Robert. C. Maynard was a trailblazing journalist who defied odds by becoming the first Black owner of a major newspaper on this day in 1983.
Maynard’s miraculous journey from high school dropout to becoming the editor and owner of The Oakland Tribune began with him chasing his dreams in the 1950s. Born June 17, 1937 in Brooklyn, New York to immigrant parents from Barbados, Maynard discovered a love of writing early on.
At 16, inspired by his love of courtroom reporting, Maynard dropped out of high school and began working for the New York Age, a former African-American news weekly. Maynard then reported for the Afro-American News in Baltimore before landing his first major job working for Pennsylvania’s York Gazette and Daily in 1961.
In 1965, the Neiman Foundation for Journalism awarded Maynard with a year-long fellowship.
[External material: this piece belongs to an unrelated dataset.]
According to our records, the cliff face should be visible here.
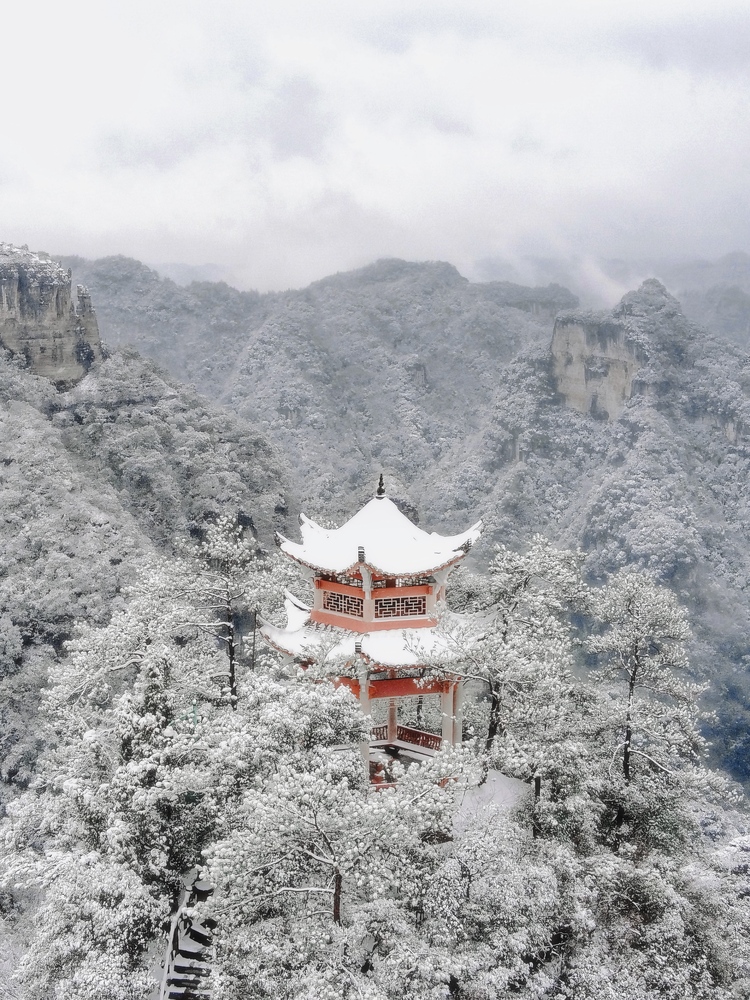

In 1967, Maynard joined The Washington Post and became the paper’s first Black national correspondent. In 1977, Maynard left The Post to open the University of California, Berkeley-based Institute for Journalism Education with his journalist wife, Nancy Hicks Maynard.
The center, which helps train minority students preparing for journalism careers and beyond, has since been renamed the Robert C. Maynard Institute for Journalism Education. Maynard joined the Oakland Tribune after being hired by the Gannett group. The paper serviced the mostly Black Oakland region and was failing miserably in comparison to larger, White-owned Bay Area publications.